Quando arrivai davanti alla porta della sua camera sentii dei passi dietro di me. Era lei, finalmente.

Mi voltai, preoccupato. Si era fatta del male? Qualcuno l'aveva importunata? Guardandola sembrava stare più che bene.

"Scusami per il ritardo, Bella aveva bis..."

In quel momento capii che si era solamente dimenticata del nostro impegno.

"Non dire altro, Eleonore".

Una lezione di nuoto non valeva un pomeriggio con le amiche e sicuramente non c'era paragone tra Aryn, Bella e il suo giardiniere. Feci per andarmene arrabbiato, ma lei cercò di impedirmelo.
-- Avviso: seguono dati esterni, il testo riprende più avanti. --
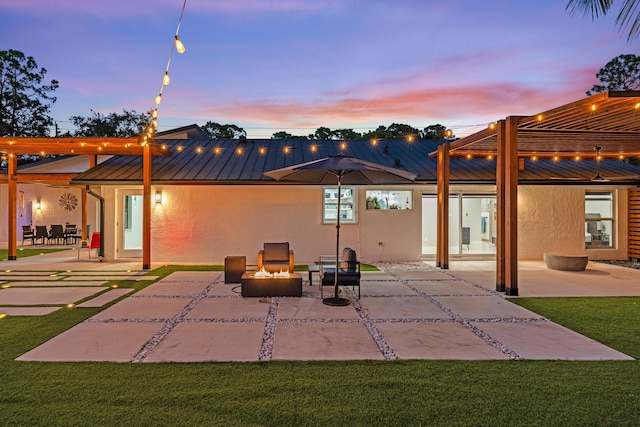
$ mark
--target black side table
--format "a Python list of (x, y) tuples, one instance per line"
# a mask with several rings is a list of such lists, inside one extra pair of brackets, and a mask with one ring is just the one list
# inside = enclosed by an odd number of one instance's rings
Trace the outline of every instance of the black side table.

Ellie sembrava dispiaciuta per l'accaduto, ma sentirle dire che aveva trascorso il pomeriggio a casa di Bella Brown mi fece andare su tutte le furie. Quella ragazza era la più superficiale e viziata ragazza di tutta New York, come potevano essere così amiche? Come poteva preferire lei a me? Cosa aveva di così importante da dirle da non poter essere rimandato o da non riuscire nemmeno ad avvisarmi?

Non volevo ascoltare una parola di più, me ne andai deluso, amareggiato e arrabbiato con me stesso per aver creduto ancora in lei e non essermi reso conto che ormai quella ragazzina che io conoscevo non esisteva più da tempo ormai. Più cresceva più assomigliava alla signora Tallish e questo mi fece rabbrividire.

Arrivai alla dependance e sbattei la porta in modo violento, facendo sussultare mia mamma che stanca per la pesante giornata si era appisolata. Si svegliò di soprassalto e mi sgridò.

"Non puoi capire mama. Pensavo che qualcosa stesse cambiando. Perché non riesco a lasciarla andare completamente? Perché non riesco a dimenticarla?"

Mi scese una lacrima che asciugai subito. Non potevo farmi vedere debole davanti a mia madre, aveva passato tutta la sua vita a prendersi cura di me. Da quando papà non c'era più, ho dovuto essere io l'uomo di casa e non potevo piangere davanti a lei.

"Mijo, ahora basta. Esci e incontra qualche bella ragazza con sani principi e valori, non stare qui amargado. Non vale la pena soffrire per Eleonore. Accetta il fatto che oramai lei è cambiata mi amor e vai avanti."

Il giorno seguente chiesi a mia madre di sostituirmi e di portare lei Ellie a scuola. Non volevo incontrarla alla villa e tantomeno dover passare del tempo da solo con lei. Purtroppo, il lavoro non mi aiutò nel mio disperato tentativo di dimenticarla. Continuavo a pensare a lei. Forse avevo esagerato, magari aveva davvero un impegno che non poteva rimandare. Dovevo almeno darle il beneficio del dubbio e lasciare che si spiegasse meglio. Decisi di scriverle un messaggio di scuse per la mia reazione troppo esagerata e di farlo scivolare sotto la sua porta.

"Scusami, forse la mia reazione è stata troppo eccessiva. Possiamo parlarne più tardi se vuoi o farci una nuotata".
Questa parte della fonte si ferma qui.